Todo el que se asoma hoy a aquellos medios queda muy impresionado. La difícil adecuación de indigentes habaneros al nuevo y hermoso barrio de Pastorita, los estudiantes universitarios subiendo al Turquino con Fidel, las firmas abakuá en el diseño gráfico de una publicación revolucionaria, lo que narran y lo que piensan los que acaban de combatir en Girón, comparten con otros cientos de materiales la capacidad de informar, cautivar, sugerir, educar, movilizar, y lo que muy atinadamente escogieron como bajante los presentadores del dossier: “el descreimiento de los límites entre las letras y el periodismo, la ideología y el arte”. Andan juntas las fotos voladas de muchachas armadas que toman helados u obreros improvisados que cortan caña, los reportajes sobre personajes pintorescos y las crónicas sobre héroes del trabajo, nuevos temas de conocimiento como la Ciénaga de Zapata o la vigilancia en las costas y los combates contra bandidos. Las obras de teatro se vuelven asuntos de las masas y el cine se convierte en expresión artística de la Revolución y arma del gusto. Milicianos y amas de casa leen El rojo y el negro, de Stendhal, por entregas, en el diario Revolución, y un joven obrero recorta el Autorretrato, de Van Gogh de una contracubierta de Bohemia para pegarlo en una pared.

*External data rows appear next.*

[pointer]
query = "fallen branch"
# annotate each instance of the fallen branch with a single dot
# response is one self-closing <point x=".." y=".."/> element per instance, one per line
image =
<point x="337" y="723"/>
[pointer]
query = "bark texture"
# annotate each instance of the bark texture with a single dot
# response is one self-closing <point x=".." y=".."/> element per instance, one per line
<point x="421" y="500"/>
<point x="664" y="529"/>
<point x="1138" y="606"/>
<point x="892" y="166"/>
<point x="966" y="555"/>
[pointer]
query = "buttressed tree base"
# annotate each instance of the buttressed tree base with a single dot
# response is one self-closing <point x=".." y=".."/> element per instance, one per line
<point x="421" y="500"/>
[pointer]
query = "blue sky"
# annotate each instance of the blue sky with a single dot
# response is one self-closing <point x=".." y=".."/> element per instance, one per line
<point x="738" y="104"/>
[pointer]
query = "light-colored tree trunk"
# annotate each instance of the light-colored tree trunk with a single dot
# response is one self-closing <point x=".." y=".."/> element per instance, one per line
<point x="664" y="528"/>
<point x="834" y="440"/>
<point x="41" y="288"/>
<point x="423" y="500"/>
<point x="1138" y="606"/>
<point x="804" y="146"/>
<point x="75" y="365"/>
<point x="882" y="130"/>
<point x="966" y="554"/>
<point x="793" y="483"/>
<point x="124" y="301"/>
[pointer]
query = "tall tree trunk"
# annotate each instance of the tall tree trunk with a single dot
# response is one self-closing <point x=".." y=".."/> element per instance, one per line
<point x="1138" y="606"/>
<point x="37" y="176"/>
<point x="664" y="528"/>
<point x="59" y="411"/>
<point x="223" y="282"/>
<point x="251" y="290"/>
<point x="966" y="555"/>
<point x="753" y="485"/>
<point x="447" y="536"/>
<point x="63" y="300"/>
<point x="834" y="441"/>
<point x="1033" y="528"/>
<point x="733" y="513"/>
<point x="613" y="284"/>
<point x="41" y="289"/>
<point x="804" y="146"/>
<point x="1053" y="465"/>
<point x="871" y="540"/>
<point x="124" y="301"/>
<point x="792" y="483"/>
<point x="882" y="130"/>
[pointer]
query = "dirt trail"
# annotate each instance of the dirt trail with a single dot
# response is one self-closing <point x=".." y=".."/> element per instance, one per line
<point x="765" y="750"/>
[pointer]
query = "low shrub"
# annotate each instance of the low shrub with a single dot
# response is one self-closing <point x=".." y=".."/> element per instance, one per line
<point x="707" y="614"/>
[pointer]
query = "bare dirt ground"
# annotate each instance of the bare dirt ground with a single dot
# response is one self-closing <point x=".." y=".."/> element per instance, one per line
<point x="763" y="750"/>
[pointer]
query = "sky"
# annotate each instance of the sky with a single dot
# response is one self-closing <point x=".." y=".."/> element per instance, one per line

Cira Romero nos informa que en un dossier del número 10 de La Gaceta, de diciembre de 1961, Ramiro Guerra, Calvert Casey, Graziella Pogolotti, Titón, Ricardo Porro, Retamar, Samuel Feijóo, Onelio Jorge Cardoso, Juan Blanco y Lisandro Otero, primer jefe de redacción de la revista, publican breves artículos de divulgación sobre campos del arte y la literatura. El dossier reproduce el que escribió Lisandro: “Hablar en prosa”.

Nuestro querido Ambrosio Fornet, que está celebrando sus 80 años, abre el dossier con una extensa y sumamente valiosa entrevista que le hizo Luis Raúl Vázquez. Entre otras cuestiones que expone, destaco la conciencia de literato con que enfrentó Ambrosio sus tareas periodísticas en aquellos años 60. Resalta la influencia del Nuevo Periodismo norteamericano, y la “intención del autor de dirigirse a alguien, como en un diálogo, y eso es algo que me parece hoy perdido en el periodismo cubano.” Y dice: “… éramos escritores o aspirantes a escritores que aplicábamos conscientemente las reglas del cuento en el reportaje o la crónica.”

Me traslado a otro texto del dossier, “La revista Cuba: una secta”, que contiene una entrevista al pinareño poeta y periodista Félix Contreras, muchacho trabajador trasmutado por la Revolución en instructor de arte, que opina: “El periodismo literario nace de la precariedad del poeta en todas partes. En América Latina el poeta lo ha inventado para comer, es un truco elegante”. Y narra su aventura personal dentro de una gran aventura de los 60, la revista INRA, que enseguida fue CUBA. Por su relato apasionado pasan los nombres grandes del periodismo, la fotografía y la literatura de la época. “Había como un élam, una mística por hacer periodismo a la sombra de la literatura”, dice. Pero más adelante añade: “No pensaba en estructuras narrativas ni en técnicas periodísticas.”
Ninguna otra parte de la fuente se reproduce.